The dollar index last stood at 94.349, within sight of October's 12-month highs.

 

GOLD

Gold prices advanced on Friday and were headed for a weekly gain, as bullion drew support from the U.S. Federal Reserve's decision to rushing to raise interest rates.

Spot gold was up 0.11% at $1,793.70 per ounce and set to mark its second weekly climb in three with a gain of 0.7%, while the U.S. gold futures was flat at $1,794.50.

Spot silver slipped 0.07% to $23.89 per ounce.
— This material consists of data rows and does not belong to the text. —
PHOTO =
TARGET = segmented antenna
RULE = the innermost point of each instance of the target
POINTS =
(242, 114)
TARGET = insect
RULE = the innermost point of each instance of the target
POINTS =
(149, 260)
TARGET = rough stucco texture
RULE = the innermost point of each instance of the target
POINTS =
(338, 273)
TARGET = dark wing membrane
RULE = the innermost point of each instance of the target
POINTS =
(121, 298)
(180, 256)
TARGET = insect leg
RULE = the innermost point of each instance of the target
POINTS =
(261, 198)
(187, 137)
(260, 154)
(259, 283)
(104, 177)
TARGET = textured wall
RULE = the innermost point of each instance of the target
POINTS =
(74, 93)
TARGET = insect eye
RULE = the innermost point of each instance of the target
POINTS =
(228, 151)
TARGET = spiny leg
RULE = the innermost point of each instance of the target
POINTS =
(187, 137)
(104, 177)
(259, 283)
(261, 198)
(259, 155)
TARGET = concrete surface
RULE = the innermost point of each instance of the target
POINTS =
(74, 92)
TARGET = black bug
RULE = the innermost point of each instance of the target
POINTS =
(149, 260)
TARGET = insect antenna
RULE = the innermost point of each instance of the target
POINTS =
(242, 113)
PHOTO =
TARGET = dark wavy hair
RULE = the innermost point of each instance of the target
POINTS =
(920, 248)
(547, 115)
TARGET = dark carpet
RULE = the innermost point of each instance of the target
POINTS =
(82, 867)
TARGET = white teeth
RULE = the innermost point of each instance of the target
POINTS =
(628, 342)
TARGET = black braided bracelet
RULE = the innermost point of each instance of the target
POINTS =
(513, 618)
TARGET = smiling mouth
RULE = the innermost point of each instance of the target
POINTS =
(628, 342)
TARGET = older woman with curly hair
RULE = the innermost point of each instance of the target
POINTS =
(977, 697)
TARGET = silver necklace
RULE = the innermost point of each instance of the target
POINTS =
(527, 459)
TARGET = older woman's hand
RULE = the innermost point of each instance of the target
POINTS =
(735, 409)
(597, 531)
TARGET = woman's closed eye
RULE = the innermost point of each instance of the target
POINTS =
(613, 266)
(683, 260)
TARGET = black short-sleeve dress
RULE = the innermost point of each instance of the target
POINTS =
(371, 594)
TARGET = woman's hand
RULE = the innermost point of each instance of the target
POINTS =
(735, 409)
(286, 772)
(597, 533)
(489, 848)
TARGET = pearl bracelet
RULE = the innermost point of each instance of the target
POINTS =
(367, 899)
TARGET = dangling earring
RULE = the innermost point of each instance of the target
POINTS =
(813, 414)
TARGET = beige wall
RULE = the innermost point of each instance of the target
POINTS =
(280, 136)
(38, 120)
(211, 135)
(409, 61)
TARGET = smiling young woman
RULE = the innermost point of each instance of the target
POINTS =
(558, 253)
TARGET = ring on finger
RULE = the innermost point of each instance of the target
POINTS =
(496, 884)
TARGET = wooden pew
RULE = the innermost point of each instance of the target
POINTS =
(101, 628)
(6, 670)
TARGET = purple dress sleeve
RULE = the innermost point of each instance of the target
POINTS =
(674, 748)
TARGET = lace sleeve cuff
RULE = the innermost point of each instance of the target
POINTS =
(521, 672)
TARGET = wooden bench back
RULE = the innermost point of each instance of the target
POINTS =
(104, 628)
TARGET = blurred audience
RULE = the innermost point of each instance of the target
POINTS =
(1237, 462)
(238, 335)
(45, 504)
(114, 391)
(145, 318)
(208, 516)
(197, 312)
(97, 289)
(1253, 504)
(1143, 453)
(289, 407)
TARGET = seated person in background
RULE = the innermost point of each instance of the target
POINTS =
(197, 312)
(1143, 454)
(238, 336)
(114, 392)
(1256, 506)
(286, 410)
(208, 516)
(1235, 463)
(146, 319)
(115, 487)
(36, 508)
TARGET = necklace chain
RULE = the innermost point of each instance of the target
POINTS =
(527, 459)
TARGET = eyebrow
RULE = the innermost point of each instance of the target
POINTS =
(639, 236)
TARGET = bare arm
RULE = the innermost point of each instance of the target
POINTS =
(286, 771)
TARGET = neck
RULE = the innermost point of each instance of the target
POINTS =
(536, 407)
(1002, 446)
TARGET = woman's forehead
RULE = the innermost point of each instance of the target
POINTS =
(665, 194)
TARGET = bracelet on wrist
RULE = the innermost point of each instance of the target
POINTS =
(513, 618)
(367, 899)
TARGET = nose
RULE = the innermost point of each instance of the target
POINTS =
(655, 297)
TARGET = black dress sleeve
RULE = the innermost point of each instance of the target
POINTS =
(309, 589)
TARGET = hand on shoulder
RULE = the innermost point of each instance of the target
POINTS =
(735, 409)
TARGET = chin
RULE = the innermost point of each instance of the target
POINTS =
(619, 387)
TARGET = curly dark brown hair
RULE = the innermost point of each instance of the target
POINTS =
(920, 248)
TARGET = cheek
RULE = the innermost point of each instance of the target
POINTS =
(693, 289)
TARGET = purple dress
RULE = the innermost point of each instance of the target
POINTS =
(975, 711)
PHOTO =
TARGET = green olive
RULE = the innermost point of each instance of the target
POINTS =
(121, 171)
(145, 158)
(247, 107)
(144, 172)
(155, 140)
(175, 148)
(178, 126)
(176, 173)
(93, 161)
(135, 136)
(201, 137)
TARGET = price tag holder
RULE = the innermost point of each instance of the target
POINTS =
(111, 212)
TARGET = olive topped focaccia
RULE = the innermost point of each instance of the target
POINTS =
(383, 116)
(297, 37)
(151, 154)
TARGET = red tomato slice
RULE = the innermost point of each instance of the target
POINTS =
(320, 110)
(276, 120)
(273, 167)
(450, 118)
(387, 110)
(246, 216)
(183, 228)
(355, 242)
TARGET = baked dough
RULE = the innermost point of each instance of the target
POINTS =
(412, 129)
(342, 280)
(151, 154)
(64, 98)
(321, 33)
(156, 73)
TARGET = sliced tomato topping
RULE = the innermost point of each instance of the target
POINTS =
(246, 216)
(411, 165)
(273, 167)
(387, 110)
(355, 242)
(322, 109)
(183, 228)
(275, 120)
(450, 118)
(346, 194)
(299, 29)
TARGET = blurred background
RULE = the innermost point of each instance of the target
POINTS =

Platinum gained 0.28% to $1,032.20, and palladium climbed 1.63% to $2,029.00.

 

ECONOMIC OUTLOOK

Equities markets were mixed on Friday, failed to latch on to overnight Nasdaq performance as investors mulled the U.S. Federal Reserve’s decision to begin tapering asset purchases later this month.

Chinese markets dragged on Asian shares after trading in shares of Chinese developer Kaisa Group and several of its units was suspended on Friday, according, a day after the company said a subsidiary had missed a payment on a wealth management product, the latest sign of a deepening liquidity crisis in the Chinese property sector. Kaisa is the second-largest issuer of U.S. dollar-denominated offshore high-yield bonds among Chinese developers, after Evergrande.

Other shares of Chinese property developers in Hong Kong fell. China Evergrande Group slipped 2.54%, China Vanke dropped 1.11% and Sunac China Holdings plunged almost 6%. The Hang Seng Properties index traded 0.13% lower.

The U.S. Federal Reserve announced on Wednesday it would not rush to raise interest rates but approved plans to start unwinding its stimulus programme. The central bank will begin paring its monthly bond purchases by $15 billion a week from this month with plans to end them in 2022, but stuck to its long-held view that high inflation would prove "transitory" and likely not require a fast rise in interest rates, prompting investors to call it a "dovish taper."

The Bank of England kept interest rates on hold on Thursday, dashed investors' expectations who had been convinced that it would be the first of the world's big central banks to raise borrowing costs after the COVID-19 pandemic.